During my cable outage, I caught the long-awaited Harry Potter and the Prisoner of Azkaban last weekend, and as hoped, Alfonso Cuaron’s version of Hogwarts far outshines the staid and two-dimensional previous outings by Chris Columbus. Unlike Sorcerer’s Stone and Chamber of Secrets, Prisoner of Azkaban contains tons of small witty flourishes (the bus conductor, housekeeping, and the bald assistant, to name just a few in the first twenty minutes) that finally bring both magic and realism to Harry’s world. For once, Hogwarts seems like an actual boarding school where kids live, work, play, and goof around eating animal-noise chocolates, rather than just the largest blue-screen-equipped castle in the British Isles. And, unlike the first two, this movie feels cinematic – the camera swoops, cranes, and dollys like a camera should. Heck, even Quidditch was exciting this time.

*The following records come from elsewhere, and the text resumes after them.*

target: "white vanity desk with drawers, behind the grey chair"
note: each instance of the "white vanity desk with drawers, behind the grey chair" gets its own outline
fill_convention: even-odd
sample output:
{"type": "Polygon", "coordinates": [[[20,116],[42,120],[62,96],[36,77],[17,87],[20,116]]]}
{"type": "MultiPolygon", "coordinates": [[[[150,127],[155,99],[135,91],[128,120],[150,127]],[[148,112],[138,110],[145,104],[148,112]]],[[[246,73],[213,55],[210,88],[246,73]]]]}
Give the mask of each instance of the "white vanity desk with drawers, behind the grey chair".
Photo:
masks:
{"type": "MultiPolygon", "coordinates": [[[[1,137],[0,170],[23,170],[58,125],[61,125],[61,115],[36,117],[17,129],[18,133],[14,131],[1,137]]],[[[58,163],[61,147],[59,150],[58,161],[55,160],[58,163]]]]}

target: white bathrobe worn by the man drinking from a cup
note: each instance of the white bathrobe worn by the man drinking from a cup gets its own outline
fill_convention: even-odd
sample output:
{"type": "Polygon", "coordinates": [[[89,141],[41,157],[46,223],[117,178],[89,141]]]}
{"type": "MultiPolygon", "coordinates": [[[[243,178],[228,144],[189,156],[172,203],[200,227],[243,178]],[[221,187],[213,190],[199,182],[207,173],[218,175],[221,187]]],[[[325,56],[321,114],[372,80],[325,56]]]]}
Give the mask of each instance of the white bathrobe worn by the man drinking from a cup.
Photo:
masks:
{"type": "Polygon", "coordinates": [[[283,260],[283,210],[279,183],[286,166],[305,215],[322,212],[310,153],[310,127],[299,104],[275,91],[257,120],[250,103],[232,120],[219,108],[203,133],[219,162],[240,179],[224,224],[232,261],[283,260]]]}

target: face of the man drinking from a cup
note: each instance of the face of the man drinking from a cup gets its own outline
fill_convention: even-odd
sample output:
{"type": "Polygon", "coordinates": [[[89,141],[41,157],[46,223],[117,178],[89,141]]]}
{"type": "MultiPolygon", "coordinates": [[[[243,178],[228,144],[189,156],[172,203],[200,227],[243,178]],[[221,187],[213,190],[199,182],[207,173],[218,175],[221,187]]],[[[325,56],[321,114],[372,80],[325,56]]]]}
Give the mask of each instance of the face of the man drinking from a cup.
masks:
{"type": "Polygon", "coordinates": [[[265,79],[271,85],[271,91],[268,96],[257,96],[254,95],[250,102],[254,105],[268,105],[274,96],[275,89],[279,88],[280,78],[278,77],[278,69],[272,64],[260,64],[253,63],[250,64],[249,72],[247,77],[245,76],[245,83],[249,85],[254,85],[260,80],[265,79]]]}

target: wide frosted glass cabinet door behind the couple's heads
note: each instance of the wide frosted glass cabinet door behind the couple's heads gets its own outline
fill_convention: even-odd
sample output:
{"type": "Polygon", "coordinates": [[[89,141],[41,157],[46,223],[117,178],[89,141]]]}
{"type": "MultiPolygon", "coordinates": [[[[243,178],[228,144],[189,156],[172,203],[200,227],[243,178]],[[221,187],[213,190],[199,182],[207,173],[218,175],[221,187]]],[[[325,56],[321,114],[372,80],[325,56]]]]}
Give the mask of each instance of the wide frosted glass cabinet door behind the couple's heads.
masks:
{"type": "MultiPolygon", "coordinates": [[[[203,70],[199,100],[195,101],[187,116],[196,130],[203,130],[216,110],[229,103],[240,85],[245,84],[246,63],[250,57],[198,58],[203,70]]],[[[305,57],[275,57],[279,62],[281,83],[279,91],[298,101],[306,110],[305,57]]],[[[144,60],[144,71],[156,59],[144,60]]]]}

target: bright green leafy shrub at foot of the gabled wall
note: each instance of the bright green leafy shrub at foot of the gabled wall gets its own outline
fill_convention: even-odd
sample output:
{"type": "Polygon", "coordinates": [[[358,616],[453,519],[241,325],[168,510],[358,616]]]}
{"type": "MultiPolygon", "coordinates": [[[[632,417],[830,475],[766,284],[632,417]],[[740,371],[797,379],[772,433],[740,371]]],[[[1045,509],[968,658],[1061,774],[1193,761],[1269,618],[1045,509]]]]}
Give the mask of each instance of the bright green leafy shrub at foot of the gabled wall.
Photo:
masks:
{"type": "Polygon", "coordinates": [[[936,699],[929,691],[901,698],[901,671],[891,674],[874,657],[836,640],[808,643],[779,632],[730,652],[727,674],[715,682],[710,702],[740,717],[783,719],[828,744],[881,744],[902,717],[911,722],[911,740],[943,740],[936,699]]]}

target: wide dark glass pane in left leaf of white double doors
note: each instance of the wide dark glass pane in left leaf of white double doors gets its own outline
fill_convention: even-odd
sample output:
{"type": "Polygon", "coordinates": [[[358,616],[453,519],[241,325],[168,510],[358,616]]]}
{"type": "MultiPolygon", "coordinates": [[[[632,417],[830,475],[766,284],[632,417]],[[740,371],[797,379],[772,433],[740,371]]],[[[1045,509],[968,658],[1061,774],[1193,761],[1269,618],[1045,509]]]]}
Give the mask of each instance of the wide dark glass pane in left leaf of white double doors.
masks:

But, despite the directorial skill on display here, Prisoner eventually runs aground on the inherent unfilmability of the source material. Rowling’s books are joys to read partly because they’re so episodic and incident-driven. But what works wonders in writing seems long and needlessly expository on film. For example, the scene where Wormtail is unmasked in the Shrieking Shack, great on the page, didn’t resonate at all here, even in spite of the prodigious talents of Spall, Thewlis, Oldman, Rickman, and the kids. (Although I’ll go ahead and say it – Gary Oldman seemed like a good idea as Sirius Black, but he’s miscast. He played it entirely too crazy at first, and never really warmed to Harry thereafter.) As a book the denouement of Prisoner was intriguing, but as a film, it feels like twenty-five minutes of a Back to the Future 2 retread. And, since certain crucial details from the book are missing (such as the origins of the Marauder’s Map), the movie paradoxically feels both too long and too abbreviated.

Not to end on so dour a note, there’s a lot to like here. Michael Gambon’s wry Dumbledore is a considerable improvement over the late Richard Harris, Robbie Coltrane finally looks appropriately huge as Hagrid, the Dementors are both creepy and un-Nazgulish, and all the adults acquit themselves well, particularly Emma Thompson as Trelawney. Plus, the kids have grown into the roles and, while they still can’t emote very well, they can churn out exposition like the best of ’em. Who knows? Perhaps I’m becoming muggle-hearted, but I spent much of the last ninety minutes of Cuaron’s otherwise splendid Prisoner of Azkaban counting off the remaining plot points that had to be explained. Still, given that Goblet of Fire is twice as long and is being headed by Mike Newell, who’s never made a movie that’s impressed me very much, this may just be the closest we get to capturing the spirit and magic of Harry Potter on film. Until then, I’ll be waiting for Book VI.